Tories decide to scramble employee relations

After a long day unpicking some of the absurdity of (local) state sponsored (non)mutualisation it is - in a strange way - reassuring to reflect that the proposals which spew forth from this most reactionary of Governments are so much worse than even the least sensible of the proposals of their political opponents.

Today our unqualified Chancellor proposes that workers may abandon various legal rights in return for as little as two thousand pounds worth of shares (without capital gains tax - but if Osborne is left in charge of the economy then capital gains are unlikely!) (http://m.guardian.co.uk/politics/2012/oct/08/george-osborne-workers-rights-shares?cat=politics&type=article).

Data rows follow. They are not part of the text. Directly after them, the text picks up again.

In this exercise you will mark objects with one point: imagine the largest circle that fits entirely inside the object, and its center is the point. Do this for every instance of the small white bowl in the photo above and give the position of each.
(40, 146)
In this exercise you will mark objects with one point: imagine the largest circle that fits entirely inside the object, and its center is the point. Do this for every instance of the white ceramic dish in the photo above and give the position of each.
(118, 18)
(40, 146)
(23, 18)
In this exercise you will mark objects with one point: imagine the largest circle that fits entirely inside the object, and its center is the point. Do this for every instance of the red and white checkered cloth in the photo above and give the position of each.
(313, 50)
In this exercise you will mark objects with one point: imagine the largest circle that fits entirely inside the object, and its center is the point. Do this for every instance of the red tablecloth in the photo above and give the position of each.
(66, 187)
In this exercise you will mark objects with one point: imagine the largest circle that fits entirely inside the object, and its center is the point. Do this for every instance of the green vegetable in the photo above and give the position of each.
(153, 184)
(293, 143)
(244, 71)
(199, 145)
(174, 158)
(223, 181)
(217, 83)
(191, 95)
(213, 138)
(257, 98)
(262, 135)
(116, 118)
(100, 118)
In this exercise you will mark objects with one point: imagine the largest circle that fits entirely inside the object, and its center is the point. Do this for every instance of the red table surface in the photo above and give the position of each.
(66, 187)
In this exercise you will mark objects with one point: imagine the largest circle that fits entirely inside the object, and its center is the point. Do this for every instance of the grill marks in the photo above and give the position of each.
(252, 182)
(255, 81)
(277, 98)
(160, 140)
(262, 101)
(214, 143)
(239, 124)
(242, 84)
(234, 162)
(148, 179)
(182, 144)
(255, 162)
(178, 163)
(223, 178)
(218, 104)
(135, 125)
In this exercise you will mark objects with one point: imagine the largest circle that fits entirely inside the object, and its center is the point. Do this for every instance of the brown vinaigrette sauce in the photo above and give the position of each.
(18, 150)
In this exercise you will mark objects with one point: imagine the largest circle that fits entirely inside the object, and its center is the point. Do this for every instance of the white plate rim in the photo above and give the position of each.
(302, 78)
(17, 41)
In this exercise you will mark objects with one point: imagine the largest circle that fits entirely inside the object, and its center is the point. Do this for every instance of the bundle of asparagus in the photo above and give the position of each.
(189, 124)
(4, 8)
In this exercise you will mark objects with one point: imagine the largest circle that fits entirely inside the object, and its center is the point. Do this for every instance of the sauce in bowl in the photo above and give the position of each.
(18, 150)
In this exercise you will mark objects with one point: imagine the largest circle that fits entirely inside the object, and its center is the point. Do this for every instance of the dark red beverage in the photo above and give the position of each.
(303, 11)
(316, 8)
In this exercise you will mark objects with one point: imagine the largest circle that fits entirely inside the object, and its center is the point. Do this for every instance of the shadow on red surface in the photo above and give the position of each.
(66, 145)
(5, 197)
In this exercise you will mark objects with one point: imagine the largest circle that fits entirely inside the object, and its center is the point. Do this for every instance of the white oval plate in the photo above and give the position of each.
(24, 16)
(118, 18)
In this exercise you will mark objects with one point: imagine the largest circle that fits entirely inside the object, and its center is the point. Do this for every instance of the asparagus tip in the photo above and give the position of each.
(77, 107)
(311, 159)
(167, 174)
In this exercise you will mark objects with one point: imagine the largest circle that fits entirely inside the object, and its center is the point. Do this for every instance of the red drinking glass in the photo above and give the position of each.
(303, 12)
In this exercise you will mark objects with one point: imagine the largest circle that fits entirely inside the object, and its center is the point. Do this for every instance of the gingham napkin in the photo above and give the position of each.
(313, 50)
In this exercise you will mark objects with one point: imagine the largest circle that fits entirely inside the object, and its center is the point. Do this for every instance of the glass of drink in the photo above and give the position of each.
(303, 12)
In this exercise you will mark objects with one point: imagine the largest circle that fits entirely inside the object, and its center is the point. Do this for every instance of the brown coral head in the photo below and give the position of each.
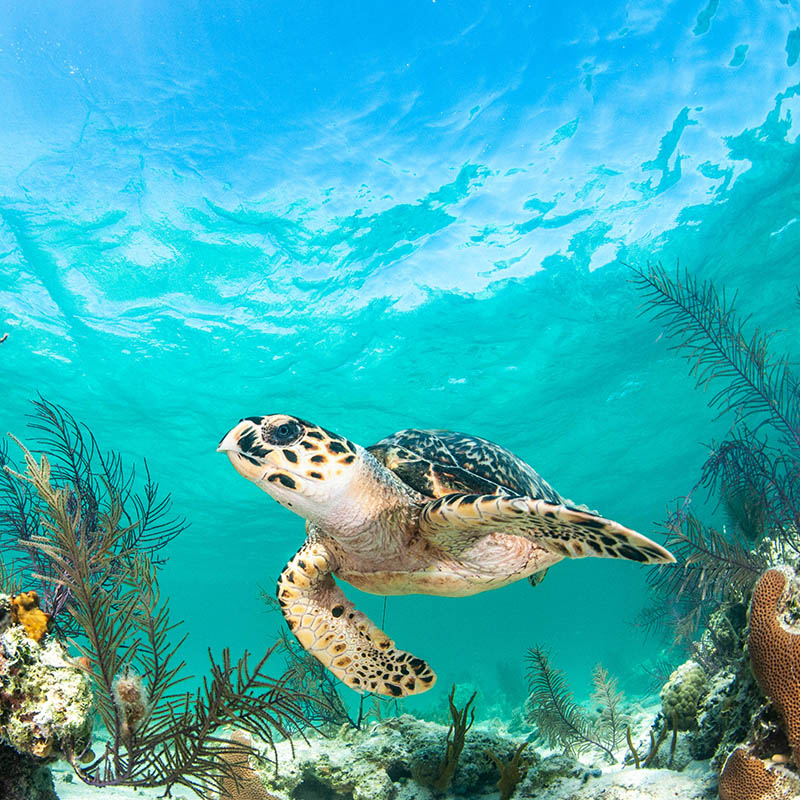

Whilst I can almost hear intelligent labour lawyers bemoaning the half-baked Conference-pleasing nonsense suggested in Birmingham today, I don't doubt that their more mercenary colleagues are gleeful at the litigation which will ensue.

We already have distinct legal definitions of "employee" and "worker" - and a wealth of case law defining the boundaries (including the chain of cases about agency workers fron Dacas -v- Brook Street to James -v- London Borough of Greenwich). Now Gideon invites the courts to start beating the bounds of an entirely new quasi-employee status.

For a Government that says it wants to reduce red tape this is foaming-at-the-mouth nonsense. Already firms can give shares to employees in order to try to secure their loyalty - many of the bonuses paid to those whose largesse keeps the Tory party afloat are paid in shares or share options.

No one has ever suggested that the bankers who get shares as part of their bonuses should forego employment rights - but it would appear that this Government feels that cashiers or checkout assistants should be cajoled into selling their (all too limited) right to justice for a handful of shares.

This is not a genuine offer of "ownership" on the model of the Mondragon co-operatives. It is an attempt to grab headlines at the expense of the London Mayor without thought for the employee relations consequences.

In all probability there will be few consequences in the sensible parts of the real world - but the Institute of Directors will have been able to work themselves into their own little frenzy - and the more carnivorous elements on the Tory Conference floor will believe that they have been fed.

It's crystal clear that the Tories want to remove the right to complain of unfair dismissal altogether. It is clearly offensive to our social betters in the Cabinet that mere "plebs" should be able to challenge the decisions of our superiors in such a fashion.

There's a couple of things they haven't considered.

First, if you have no right to complain of unfair dismissal anyway then all of the pressure not to take unofficial industrial action disappears.

Secondly, the self-denying ordinance observed by the courts in developing legal remedies around - for example - damages for the manner of dismissal depended entirely upon the existence of the statutory unfair dismissal regime.

If you create a new category of quasi-employees - and if employers are daft enough to use it (and the continued existence of the Institute of Directors surely shows that many are) then it'll be your fault if you see increases in unofficial industrial action and judicial activism around contractual employment rights.

Perhaps David Cameron should give George Osborne two thousand pounds worth of premium bonds and then tell him his services are no longer required?